Figure 1

Classification of homogeneous populations. (a) Representative DHM images for two cell state transitions: EMT (top, NuMuG cells treated with TGFB) and DNA damage (bottom, primary human melanocytes treated with Doxorubicin). (b) Two split representative feature correlation matrices for mammary epithelial cells undergoing EMT (bottom left) and human melanoma cells undergoing growth arrest (top right). Areas of conserved (purple) or non-conserved (green) correlations are highlighted. (c) Minimal correlation matrix from thirty-five experiments, each containing ~1,000–10,000 cells. (d) Representative DHM images of indicated treatments. Zoomed insets show similarity of individual cells within populations. (scale bars: 100microns (blue), 10microns (green)). (e) Strategy for DHC-based classification using cells of verified state. (f) Representative images of cells designated as M-phase, pre-apoptotic, or growth arrested.

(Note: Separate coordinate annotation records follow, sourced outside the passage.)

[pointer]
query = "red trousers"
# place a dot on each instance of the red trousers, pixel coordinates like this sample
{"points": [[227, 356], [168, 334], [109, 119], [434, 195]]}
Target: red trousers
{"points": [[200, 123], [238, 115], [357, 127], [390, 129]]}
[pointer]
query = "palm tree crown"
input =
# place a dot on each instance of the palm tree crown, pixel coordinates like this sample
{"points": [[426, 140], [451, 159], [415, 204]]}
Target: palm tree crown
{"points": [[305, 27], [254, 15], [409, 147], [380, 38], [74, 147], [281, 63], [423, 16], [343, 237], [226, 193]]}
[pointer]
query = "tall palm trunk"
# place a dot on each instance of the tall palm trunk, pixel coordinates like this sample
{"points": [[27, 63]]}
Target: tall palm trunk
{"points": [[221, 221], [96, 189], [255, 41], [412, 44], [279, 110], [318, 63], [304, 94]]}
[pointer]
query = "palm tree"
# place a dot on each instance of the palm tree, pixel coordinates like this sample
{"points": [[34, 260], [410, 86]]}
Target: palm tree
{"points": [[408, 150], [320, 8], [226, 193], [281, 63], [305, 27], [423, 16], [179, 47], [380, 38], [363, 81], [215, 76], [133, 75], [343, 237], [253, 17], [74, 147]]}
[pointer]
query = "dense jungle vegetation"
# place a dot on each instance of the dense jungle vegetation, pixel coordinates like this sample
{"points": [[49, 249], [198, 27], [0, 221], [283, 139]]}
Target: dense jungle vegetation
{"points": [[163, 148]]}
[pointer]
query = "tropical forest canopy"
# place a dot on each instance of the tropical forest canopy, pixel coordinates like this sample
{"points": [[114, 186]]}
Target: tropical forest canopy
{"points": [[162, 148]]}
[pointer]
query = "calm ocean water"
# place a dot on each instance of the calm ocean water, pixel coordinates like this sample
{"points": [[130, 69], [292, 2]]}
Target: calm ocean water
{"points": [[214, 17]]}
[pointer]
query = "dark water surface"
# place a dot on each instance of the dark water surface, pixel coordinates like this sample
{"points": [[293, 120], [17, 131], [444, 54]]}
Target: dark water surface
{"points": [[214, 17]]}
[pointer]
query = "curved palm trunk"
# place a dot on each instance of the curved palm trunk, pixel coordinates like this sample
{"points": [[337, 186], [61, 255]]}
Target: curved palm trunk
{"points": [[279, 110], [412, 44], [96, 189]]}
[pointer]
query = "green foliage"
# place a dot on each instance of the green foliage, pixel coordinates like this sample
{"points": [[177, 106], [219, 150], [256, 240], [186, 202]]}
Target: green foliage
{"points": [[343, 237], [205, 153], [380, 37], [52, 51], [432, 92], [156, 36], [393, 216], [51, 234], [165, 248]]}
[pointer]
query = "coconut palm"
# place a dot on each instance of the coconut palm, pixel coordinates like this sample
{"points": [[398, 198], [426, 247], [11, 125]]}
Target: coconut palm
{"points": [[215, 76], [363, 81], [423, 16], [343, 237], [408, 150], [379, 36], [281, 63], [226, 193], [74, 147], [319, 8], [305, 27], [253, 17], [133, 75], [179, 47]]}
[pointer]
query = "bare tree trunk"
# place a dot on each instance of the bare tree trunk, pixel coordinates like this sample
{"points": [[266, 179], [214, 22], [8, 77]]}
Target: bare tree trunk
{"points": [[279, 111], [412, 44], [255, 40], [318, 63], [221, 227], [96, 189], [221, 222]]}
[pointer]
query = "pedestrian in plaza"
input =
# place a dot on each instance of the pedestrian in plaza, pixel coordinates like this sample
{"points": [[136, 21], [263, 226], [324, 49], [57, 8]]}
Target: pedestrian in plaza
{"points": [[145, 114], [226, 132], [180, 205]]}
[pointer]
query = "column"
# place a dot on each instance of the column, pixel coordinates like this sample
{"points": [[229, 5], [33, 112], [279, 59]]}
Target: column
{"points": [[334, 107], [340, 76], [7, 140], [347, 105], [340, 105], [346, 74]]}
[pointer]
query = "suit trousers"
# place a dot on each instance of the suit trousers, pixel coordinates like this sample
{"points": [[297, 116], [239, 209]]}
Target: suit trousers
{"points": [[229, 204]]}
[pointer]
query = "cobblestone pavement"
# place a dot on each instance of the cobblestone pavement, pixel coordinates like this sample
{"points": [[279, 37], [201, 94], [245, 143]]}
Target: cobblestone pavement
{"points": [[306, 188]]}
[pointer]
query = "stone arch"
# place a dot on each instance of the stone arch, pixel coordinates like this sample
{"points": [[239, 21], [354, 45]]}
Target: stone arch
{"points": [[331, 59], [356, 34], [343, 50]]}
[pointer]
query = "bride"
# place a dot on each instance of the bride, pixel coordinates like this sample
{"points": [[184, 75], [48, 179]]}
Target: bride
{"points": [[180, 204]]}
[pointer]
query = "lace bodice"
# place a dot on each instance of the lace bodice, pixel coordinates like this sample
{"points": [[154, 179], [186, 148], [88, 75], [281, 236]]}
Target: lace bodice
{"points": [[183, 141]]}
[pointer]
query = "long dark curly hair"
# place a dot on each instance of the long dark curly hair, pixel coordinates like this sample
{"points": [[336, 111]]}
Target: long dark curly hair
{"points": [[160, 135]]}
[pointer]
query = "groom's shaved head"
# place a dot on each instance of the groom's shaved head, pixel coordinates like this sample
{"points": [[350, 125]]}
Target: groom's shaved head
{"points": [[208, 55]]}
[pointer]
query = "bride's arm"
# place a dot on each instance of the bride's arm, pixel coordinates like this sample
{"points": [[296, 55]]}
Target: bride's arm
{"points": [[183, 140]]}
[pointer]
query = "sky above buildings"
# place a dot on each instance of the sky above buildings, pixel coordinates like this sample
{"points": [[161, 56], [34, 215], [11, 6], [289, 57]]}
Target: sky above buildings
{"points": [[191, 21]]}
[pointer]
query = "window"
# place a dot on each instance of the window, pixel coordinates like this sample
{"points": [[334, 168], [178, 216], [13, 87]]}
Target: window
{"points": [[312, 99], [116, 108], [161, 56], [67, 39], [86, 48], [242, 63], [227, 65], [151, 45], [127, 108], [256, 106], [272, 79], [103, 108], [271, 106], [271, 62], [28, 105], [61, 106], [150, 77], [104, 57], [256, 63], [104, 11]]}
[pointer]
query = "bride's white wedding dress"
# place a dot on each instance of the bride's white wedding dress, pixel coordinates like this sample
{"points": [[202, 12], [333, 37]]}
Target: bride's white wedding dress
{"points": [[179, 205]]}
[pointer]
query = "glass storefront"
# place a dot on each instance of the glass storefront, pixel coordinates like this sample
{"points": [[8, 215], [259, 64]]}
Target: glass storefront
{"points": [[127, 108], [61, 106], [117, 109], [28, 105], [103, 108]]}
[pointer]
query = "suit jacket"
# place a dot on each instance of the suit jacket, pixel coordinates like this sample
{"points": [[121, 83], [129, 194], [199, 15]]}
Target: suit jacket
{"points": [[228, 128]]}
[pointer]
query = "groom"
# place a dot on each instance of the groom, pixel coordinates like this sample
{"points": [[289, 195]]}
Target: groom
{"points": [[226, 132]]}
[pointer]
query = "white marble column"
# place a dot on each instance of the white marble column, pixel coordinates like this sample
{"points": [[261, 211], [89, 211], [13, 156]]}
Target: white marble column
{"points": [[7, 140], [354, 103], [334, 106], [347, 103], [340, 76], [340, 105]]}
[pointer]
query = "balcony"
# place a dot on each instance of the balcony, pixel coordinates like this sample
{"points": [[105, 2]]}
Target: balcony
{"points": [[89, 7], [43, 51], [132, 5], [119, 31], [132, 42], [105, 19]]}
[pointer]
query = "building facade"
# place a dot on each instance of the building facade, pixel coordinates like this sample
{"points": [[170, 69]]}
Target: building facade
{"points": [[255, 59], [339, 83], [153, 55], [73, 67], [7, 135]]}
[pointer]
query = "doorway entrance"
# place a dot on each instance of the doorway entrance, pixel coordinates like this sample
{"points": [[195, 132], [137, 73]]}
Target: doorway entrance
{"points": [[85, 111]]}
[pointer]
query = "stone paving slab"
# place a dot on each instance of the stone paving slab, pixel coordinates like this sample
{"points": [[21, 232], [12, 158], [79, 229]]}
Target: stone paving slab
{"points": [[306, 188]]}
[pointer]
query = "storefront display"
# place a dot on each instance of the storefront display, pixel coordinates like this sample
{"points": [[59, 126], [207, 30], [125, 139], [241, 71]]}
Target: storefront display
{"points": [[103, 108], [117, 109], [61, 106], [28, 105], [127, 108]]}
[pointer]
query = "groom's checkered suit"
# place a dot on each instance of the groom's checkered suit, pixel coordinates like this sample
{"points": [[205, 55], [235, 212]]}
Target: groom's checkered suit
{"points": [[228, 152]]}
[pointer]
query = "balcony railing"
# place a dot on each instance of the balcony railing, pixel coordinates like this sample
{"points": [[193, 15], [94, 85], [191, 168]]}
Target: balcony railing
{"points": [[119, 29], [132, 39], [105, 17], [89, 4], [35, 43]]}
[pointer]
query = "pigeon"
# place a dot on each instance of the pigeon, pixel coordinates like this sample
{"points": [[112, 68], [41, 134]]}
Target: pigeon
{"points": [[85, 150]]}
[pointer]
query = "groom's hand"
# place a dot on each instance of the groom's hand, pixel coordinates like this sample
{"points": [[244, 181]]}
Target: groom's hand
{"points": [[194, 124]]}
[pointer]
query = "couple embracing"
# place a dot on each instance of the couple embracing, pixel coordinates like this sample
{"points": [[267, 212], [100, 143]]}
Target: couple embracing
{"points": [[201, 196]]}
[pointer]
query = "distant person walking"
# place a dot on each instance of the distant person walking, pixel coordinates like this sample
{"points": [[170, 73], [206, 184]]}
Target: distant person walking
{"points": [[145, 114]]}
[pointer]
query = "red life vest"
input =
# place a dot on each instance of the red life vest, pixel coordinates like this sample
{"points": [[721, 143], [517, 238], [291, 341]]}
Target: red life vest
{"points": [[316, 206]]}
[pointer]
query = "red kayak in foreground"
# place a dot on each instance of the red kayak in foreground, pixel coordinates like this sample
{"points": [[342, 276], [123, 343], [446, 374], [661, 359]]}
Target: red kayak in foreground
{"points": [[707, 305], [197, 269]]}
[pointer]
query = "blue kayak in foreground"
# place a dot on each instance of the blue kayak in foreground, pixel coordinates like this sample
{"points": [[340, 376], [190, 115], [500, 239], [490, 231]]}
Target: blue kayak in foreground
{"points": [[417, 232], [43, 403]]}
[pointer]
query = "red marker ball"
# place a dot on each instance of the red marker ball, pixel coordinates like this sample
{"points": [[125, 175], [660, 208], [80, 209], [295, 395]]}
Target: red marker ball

Cell fates verified after the analyzed 24-hour time-point. (g) Distribution of area and thickness for each cell state. (h) 2D and 3D scatter plots of feature distribution for each cell state. (i) Each plane from three-dimensional LDA space (Fig. S5) derived using twenty-six features, demonstrating clusters of pre-apoptotic (yellow), growth-arrested (red), non-treated (green) or M-phase (blue) cells. (j) Distribution of percent accuracy of cell classification across all experiments using single, double or triple feature sets versus machine-learning based phenotypic profiling. Plots g-i used 470 pre-apoptotic, 195 growth arrested, 66 M-phase, and 1527 non-treated cells.